A Visit To A Historical Place/Building (Sura Mosque)

The Sura Mosque (Bengali: সূরা মসজিদ) is a sixteenth-century mosque, situated in Sura, under Ghoraghat Upazila, in the district of Dinajpur, Bangladesh, about 11 kilometers west of the Ghoraghat ruins, and about 6 kilometers in the same direction from the Ghoraghat Upazila headquarters. There is no inscription tablet at the mosque, but it was dated to the early sixteenth century in the light of its close ties with similar-style dated monuments. An inscription from the time of Alauddin Hussain Shah, dated at 910 A. H./1504 A. D. was discovered in the village Champatali, a few miles away from the place. It records the development of a mosque, and if this inscription describes the mosque at Sura, the year 1504 A. D. is that the date of its construction. Bricks and stones were used for its construction. An honest number of stone slabs lie all around the mosque.

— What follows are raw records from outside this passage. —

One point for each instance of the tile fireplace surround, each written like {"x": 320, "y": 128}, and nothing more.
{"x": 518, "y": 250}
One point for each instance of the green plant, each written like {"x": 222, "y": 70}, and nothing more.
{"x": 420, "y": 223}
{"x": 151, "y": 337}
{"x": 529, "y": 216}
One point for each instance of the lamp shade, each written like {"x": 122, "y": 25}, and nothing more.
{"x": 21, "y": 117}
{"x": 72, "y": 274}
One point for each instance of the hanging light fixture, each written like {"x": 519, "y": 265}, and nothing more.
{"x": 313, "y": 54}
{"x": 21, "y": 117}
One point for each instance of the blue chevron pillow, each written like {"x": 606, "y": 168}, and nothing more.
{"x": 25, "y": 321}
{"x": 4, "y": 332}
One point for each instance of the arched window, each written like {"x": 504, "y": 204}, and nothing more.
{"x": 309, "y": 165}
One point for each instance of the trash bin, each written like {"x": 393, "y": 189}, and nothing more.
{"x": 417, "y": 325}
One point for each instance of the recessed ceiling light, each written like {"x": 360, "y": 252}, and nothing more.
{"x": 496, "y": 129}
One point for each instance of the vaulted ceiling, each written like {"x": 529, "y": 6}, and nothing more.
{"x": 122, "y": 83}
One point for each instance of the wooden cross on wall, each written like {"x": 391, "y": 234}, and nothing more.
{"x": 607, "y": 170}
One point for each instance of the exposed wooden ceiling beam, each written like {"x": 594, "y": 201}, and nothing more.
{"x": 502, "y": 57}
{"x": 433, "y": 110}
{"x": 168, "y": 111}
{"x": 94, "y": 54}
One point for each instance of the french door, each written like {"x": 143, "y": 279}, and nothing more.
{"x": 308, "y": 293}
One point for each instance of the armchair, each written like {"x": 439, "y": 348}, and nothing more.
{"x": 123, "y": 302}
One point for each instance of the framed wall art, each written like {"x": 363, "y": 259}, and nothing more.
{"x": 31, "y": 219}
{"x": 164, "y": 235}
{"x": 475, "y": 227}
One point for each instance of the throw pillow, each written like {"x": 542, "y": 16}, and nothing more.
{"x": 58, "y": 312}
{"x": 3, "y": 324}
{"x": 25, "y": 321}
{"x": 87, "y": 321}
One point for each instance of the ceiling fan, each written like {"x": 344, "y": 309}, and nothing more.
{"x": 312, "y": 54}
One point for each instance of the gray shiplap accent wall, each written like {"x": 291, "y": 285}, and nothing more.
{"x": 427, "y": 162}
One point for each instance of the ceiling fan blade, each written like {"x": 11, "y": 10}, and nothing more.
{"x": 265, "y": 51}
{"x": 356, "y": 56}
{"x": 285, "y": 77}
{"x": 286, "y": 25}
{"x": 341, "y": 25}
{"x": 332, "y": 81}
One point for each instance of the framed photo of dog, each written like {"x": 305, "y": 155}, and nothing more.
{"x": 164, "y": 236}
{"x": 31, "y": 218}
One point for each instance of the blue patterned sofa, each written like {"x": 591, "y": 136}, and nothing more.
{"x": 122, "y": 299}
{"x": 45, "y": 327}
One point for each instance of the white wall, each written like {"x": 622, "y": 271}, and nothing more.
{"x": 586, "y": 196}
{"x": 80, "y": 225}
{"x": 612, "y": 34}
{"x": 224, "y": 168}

Some stone slabs contain panels and other designs just like those at the ‘Chhota Sona Mosque’. In addition, the decorations on the outer surface of the walls were rendered with terracotta ornamentation that depicted the conventionalized chain and bell motif. Had the wall been faced with stone, it would have been difficult to incorporate terracotta ornamentation in brick into the walls.

Sura Mosque is a single domed, square mosque facing a verandah. The mosque sits on an elevated mound of earth, and a flight of steps approaches from the South. It has a 4.87 m square prayer chamber flanked on the east by a 1.82 m wide foreroom and measures externally 8.53 m by 12.50 m. It was once surrounded by high walls which in Bengal is a design otherwise unknown. On all four sides of the mosque, the open terrace was secluded by massive surrounding walls, which are now at the plinth level. To the east, there are three arched entrances, and north and south, each one. There are three decorated mihrabs on the western wall. The hall is roofed by a hemispherical dome, carried on squinches, and supported by pillars. Three domes cover the verandah of the mosque and therefore the phase of transition is within the pendentive system. These domes have a close affinity with the domes of the ‘Chhota Sona Mosque’. The wall of the kiblah comprises three semicircular mihrab niches with cusped arches, each set within a rectangular ornamented framework. The main mihrab is one of the three, the largest, and is of stone. The brick walls are faced with a stone slab from within and therefore the outside surfaces have some evidence of rich carving work of terracotta.